Current-induced terahertz oscillations in plasmonic crystal

Equation (9) becomes invalid in vicinity of points πN/T_b where γ is small and the conditions $γT≫1,γT±≫1$ are not fulfilled. One can show that near these points γ is proportional to |w – πN/T_b| while Eq. (9) predicts γ ∝ (w – πN/T_b)².

At the first glance, a more simple realization of the device is possible. One can deplete the channel in regions a in such a way that u = V_a = s_a. In this case, the drift velocities in the sections b will be different and correspond to V_a < s_a in the sections with odd numbers (counted from the source) and V_a > s_a in the even sections. One can show, however, that the condition u < u_* needed for instability is not satisfied for such a device.

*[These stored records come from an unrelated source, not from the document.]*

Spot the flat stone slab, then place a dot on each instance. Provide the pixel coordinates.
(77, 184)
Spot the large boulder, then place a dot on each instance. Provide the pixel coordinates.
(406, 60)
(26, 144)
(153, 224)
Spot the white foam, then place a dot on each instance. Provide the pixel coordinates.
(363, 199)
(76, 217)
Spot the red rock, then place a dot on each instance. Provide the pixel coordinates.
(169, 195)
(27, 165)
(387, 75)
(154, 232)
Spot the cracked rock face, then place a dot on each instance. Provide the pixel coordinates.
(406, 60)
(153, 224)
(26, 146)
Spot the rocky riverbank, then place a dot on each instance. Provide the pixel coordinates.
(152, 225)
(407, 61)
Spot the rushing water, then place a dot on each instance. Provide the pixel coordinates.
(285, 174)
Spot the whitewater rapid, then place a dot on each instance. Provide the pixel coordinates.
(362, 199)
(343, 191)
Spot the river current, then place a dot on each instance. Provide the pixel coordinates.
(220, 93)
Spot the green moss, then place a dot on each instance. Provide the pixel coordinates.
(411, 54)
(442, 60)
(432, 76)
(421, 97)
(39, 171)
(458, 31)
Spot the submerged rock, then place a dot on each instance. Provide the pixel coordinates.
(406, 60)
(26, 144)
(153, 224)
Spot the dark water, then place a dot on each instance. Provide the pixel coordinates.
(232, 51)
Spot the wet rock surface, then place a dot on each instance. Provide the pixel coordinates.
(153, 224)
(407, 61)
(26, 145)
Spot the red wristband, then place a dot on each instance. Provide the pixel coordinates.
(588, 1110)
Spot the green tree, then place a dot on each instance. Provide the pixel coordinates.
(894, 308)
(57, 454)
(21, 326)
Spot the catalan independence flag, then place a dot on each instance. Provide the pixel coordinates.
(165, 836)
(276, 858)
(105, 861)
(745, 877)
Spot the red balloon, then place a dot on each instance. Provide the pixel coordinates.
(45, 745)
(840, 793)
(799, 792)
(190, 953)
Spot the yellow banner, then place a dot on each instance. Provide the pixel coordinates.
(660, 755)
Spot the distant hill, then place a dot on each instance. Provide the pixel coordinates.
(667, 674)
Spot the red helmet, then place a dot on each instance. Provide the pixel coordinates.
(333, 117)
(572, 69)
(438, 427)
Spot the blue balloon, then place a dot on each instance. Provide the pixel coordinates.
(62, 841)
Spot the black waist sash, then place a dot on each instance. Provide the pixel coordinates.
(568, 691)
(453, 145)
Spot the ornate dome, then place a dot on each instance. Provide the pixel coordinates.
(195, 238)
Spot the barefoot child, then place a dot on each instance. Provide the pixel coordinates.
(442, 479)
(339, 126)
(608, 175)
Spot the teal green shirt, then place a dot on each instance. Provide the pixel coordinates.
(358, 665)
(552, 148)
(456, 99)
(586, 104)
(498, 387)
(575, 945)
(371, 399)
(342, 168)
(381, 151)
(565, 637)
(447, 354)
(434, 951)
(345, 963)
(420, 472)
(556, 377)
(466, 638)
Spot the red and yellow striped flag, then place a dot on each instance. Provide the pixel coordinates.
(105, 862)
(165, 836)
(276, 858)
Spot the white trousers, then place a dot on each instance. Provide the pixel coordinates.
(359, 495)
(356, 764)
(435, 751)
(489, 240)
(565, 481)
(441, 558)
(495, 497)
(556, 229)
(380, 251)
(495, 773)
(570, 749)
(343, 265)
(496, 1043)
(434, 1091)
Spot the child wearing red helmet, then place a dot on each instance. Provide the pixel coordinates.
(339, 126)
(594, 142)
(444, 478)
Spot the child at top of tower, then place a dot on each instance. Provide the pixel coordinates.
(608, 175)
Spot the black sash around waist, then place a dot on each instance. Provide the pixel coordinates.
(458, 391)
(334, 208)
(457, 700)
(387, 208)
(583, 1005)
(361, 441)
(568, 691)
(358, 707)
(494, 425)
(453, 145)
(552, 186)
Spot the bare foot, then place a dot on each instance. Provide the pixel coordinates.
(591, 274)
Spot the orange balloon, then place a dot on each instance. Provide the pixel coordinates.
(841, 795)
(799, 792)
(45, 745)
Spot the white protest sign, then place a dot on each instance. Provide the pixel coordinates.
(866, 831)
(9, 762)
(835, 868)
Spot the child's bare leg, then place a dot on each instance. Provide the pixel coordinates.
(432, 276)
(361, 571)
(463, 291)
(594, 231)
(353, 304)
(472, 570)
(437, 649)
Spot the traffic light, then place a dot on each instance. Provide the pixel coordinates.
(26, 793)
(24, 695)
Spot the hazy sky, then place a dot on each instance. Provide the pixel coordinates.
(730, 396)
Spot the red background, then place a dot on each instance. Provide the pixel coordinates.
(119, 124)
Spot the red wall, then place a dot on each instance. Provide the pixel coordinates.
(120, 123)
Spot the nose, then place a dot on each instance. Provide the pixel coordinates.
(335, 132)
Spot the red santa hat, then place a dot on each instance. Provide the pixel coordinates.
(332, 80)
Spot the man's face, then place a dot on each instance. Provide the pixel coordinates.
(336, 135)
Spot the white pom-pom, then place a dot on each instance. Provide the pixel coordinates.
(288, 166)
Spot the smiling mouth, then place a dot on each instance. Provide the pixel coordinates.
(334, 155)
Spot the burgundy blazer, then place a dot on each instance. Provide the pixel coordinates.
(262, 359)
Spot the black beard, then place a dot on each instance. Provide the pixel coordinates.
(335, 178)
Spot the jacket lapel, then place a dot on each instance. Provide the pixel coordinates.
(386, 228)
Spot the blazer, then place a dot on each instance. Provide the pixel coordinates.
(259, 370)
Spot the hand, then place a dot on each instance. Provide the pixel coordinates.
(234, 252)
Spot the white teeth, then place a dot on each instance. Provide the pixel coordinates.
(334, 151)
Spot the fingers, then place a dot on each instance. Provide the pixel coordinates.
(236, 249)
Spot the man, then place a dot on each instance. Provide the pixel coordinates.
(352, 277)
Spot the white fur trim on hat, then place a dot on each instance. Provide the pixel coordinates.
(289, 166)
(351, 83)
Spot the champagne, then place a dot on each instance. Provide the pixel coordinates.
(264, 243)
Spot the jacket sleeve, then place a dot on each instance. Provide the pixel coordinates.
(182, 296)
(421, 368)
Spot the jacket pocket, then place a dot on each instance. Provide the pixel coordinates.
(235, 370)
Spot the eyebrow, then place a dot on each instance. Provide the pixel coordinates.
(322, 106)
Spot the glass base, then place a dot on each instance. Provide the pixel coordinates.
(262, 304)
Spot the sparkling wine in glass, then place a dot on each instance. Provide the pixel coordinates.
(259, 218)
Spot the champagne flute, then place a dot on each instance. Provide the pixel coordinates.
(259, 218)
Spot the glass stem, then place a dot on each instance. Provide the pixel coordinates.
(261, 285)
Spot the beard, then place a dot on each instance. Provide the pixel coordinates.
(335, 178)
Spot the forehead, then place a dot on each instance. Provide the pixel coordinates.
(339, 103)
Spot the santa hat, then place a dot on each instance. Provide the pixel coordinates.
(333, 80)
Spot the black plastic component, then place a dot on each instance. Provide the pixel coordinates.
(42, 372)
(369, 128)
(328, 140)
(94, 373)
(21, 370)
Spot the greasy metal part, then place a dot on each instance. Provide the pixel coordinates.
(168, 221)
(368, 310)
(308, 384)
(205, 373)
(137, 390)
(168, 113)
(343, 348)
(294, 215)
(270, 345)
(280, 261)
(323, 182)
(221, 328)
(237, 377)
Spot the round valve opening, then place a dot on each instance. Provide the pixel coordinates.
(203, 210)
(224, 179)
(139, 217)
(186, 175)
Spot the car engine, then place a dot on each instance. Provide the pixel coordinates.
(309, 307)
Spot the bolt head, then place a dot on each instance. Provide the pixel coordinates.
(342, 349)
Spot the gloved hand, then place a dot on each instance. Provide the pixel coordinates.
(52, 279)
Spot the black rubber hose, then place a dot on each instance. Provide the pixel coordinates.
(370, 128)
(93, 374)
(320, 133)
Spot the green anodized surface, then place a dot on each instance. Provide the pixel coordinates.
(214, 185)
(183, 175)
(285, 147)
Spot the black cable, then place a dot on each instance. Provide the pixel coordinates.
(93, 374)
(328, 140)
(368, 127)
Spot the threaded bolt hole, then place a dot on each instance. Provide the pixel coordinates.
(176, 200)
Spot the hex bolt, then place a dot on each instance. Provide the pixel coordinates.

Strictly speaking, the wave vector of a plasma wave (proportional to Ω/(s_c – V_c)) diverges at the points, corresponding to V_c = s_c = u. However, this singularity is cured by accounting for diffusion or finite viscosity, neglected in our theory. Here, for simplicity, we assume that the diffusion length $D/Ω$ (or analogous length related to finite viscosity) is larger than L_c. This assumption (together with assumption $Lc≪La,Lb$⁠) guarantees that regions c do not affect the BC between a and b.